Escassez de Talentos e Investimento Insuficiente em Educação
Um dos principais problemas apontados por Bueno é o déficit de profissionais qualificados. Dados da CNI citados por ele indicam uma carência de 75 mil engenheiros no país, o que compromete diretamente a capacidade brasileira de participar das transformações econômicas atuais, especialmente aquelas ligadas à inteligência artificial. Além disso, o analista ressalta que, embora o Brasil destine 5% do PIB para a educação, cerca de R$ 540 bilhões, esse percentual é considerado insuficiente diante da dimensão territorial e populacional do país. Bueno sugere que o investimento ideal deveria ser de 10% do PIB, e que, na prática, o Brasil tem visto sua participação nesse patamar diminuir.
Agronegócio em Alta, Indústria em Queda
Outro fator relevante é a concentração de investimentos no agronegócio, reflexo do papel do Brasil como grande produtor de commodities.

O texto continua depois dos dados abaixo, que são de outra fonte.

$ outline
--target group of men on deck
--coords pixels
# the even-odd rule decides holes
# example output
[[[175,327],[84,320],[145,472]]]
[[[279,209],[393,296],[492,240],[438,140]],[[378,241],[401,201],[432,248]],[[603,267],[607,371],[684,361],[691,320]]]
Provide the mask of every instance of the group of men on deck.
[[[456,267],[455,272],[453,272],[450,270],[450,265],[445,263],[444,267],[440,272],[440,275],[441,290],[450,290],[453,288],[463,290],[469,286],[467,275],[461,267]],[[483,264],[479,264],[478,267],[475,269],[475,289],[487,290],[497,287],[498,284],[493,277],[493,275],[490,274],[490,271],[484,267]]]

Segundo Bueno, esse cenário gera uma defasagem de renda entre diferentes profissões e dificulta a atração de mão de obra qualificada para a inovação em outros setores. A indústria, em particular, tem perdido participação no PIB nos últimos 25 anos devido à dificuldade em atrair e reter talentos e investimentos, em grande parte pela falta de profissionais qualificados. Essa dinâmica contribui para que empresas encontrem dificuldades em suprir suas necessidades de pessoal.

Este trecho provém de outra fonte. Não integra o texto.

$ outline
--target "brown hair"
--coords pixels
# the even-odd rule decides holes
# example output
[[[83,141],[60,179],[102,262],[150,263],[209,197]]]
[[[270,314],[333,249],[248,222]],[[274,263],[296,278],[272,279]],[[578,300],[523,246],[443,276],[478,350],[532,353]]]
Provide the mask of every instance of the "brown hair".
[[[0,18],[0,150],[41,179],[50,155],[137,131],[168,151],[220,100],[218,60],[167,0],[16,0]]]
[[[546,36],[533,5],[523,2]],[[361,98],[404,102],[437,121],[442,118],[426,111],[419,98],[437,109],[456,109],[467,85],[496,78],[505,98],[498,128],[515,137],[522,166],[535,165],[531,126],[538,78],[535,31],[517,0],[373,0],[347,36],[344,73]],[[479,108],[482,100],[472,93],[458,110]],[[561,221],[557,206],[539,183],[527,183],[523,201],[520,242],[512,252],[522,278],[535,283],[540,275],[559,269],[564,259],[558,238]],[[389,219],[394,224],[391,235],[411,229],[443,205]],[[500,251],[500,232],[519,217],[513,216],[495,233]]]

Caminhos para a Recuperação da Competitividade
Para reverter esse quadro, Gilvan Bueno defende uma estratégia de médio e longo prazo, com foco no aumento dos investimentos em educação e na formação de profissionais com sólidos conhecimentos em matemática. Ele aponta que essas medidas são cruciais para melhorar a produtividade e a competitividade do Brasil. Países como Taiwan, Suíça e Singapura, que se destacaram no ranking, são citados como exemplos de economias com alta capacidade produtiva e atratividade para novos projetos, demonstrando a importância de políticas consistentes na área educacional e de fomento à inovação.